J Psychosom Res. 2024 Mar;178:111599. doi: 10.1016/j.jpsychores.2024.111599. Epub 2024 Jan 30.
The clinical observations suggest a correlation between lower urinary tract symptoms (LUTSs) and mental health problems. Nonetheless, establishing a direct causal relationship between them remains challenging.
We initially conducted a cross-sectional study using 2005-2018 the National Health and Nutrition Examination Survey (NHANES) data. Multivariable-adjusted logistic regression was the primary statistical approach. Additionally, we employed Mendelian randomization (MR) to reducing confounding and reverse causation. Genetic instruments were obtained from publicly available genome-wide association study (GWAS) databases. Inverse Variance Weighted was the primary statistical method.
The cross-sectional study involved 29,439 participants. Individuals with mental health problems had a higher risk of urinary incontinence (OR:4.38; 95%CI:3.32-5.76; P < 0.01) and overactive bladder (OR:2.31; 95%CI:2.02-2.63; P < 0.01). MR analysis then indicated a potential causal relationship between mental health problems and LUTSs. Depression symptoms was linked with urinary tract infection (UTI) (OR:1.005; 95%CI:1.003-1.008; P < 0.01). Anxiety symptoms was related to the occurrence of UTI (OR:1.024; 95%CI:1.011-1.037; P < 0.01) and bladder calcified/ contracted/ overactive (OR:1.017; 95%CI:1.007-1.027; P < 0.01). The personality trait of neuroticism was related to the occurrence of cystitis (OR:1.072; 95%CI:1.022-1.125; P = 0.02), extravasation of urine and difficulties with micturition (OR:1.001; 95%CI:1.001-1.002; P < 0.01), and urinary frequency and incontinence (OR: 1.001; 95%CI:1.000-1.001; P < 0.01).

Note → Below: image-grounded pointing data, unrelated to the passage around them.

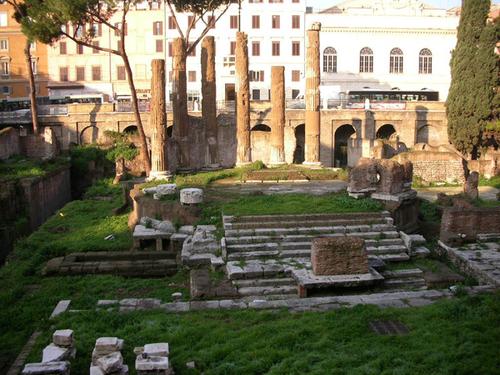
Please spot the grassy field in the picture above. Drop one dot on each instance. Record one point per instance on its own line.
(458, 336)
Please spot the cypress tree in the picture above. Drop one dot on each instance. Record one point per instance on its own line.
(474, 75)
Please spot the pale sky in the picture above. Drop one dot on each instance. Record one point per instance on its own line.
(446, 4)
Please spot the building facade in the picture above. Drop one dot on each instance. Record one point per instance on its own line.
(14, 83)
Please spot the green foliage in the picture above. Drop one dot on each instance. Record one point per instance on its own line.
(19, 167)
(474, 77)
(122, 147)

Our study provides various evidence for the correlation between mental health and LUTSs, emphasizing the significance of adopting a holistic approach to LUTSs management that incorporates both physical and psychological factors.

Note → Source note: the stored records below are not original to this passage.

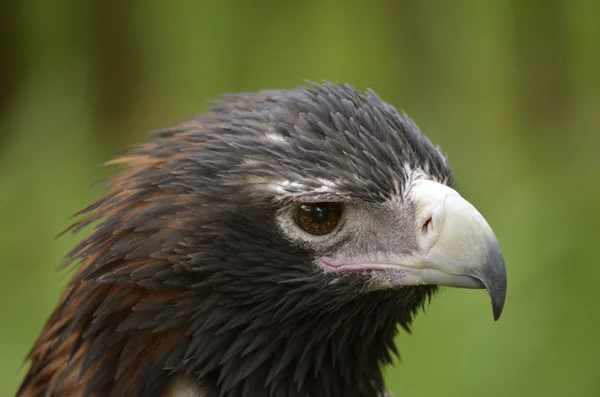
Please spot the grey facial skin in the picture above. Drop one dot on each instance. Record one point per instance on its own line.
(432, 236)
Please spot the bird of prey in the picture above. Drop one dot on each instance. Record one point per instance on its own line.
(272, 246)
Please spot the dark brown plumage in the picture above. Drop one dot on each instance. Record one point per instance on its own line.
(196, 279)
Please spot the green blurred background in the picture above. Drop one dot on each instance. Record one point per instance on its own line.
(510, 89)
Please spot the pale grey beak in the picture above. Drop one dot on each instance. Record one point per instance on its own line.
(458, 246)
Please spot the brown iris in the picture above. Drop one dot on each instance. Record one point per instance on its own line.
(318, 218)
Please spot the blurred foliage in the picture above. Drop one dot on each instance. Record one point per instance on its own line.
(510, 89)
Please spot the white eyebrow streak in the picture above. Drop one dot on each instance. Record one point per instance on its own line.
(294, 189)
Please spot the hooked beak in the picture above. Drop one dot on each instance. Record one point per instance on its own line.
(456, 248)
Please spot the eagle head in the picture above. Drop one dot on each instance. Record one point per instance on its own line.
(269, 247)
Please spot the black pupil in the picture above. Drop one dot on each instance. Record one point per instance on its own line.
(319, 213)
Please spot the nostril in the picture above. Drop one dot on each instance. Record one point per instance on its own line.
(427, 227)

临床观察表明下尿路症状(LUTSs)与心理健康问题之间存在关联。尽管如此,确立它们之间的直接因果关系仍具有挑战性。
我们最初使用2005 - 2018年美国国家健康与营养检查调查(NHANES)数据进行了一项横断面研究。多变量调整逻辑回归是主要的统计方法。此外,我们采用孟德尔随机化(MR)来减少混杂因素和反向因果关系。遗传工具来自公开可用的全基因组关联研究(GWAS)数据库。逆方差加权是主要的统计方法。

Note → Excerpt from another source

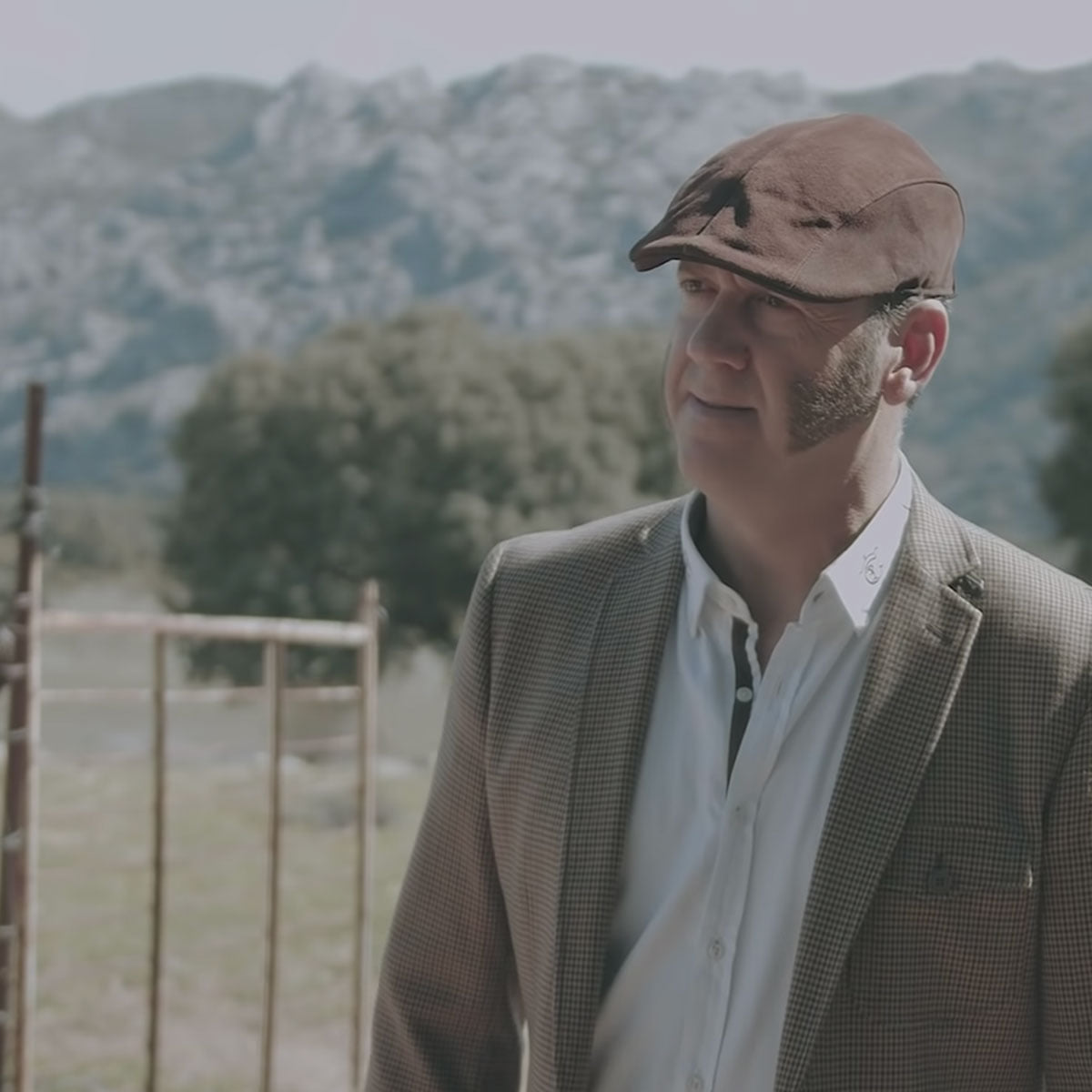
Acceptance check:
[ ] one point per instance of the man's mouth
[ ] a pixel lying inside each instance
(723, 407)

横断面研究涉及29439名参与者。有心理健康问题的个体患尿失禁的风险更高(比值比:4.38;95%置信区间:3.32 - 5.76;P < 0.01)以及膀胱过度活动症(比值比:2.31;95%置信区间:2.02 - 2.63;P < 0.01)。MR分析随后表明心理健康问题与LUTSs之间存在潜在因果关系。抑郁症状与尿路感染(UTI)相关(比值比:1.005;95%置信区间:1.003 - 1.008;P < 0.01)。焦虑症状与UTI的发生相关(比值比:1.024;95%置信区间:1.011 - 1.037;P < 0.01)以及膀胱钙化/收缩/过度活动(比值比:1.017;95%置信区间:1.007 - 1.027;P < 0.01)。神经质人格特质与膀胱炎的发生相关(比值比:1.072;95%置信区间:1.022 - 1.125;P = 0.02)、尿液外渗和排尿困难(比值比:1.001;95%置信区间:1.001 - 1.002;P < 0.01)以及尿频和尿失禁(比值比:1.001;95%置信区间:1.000 - 1.001;P < 0.01)。
我们的研究为心理健康与LUTSs之间的关联提供了多种证据,强调了采用综合身体和心理因素的整体方法来管理LUTSs的重要性。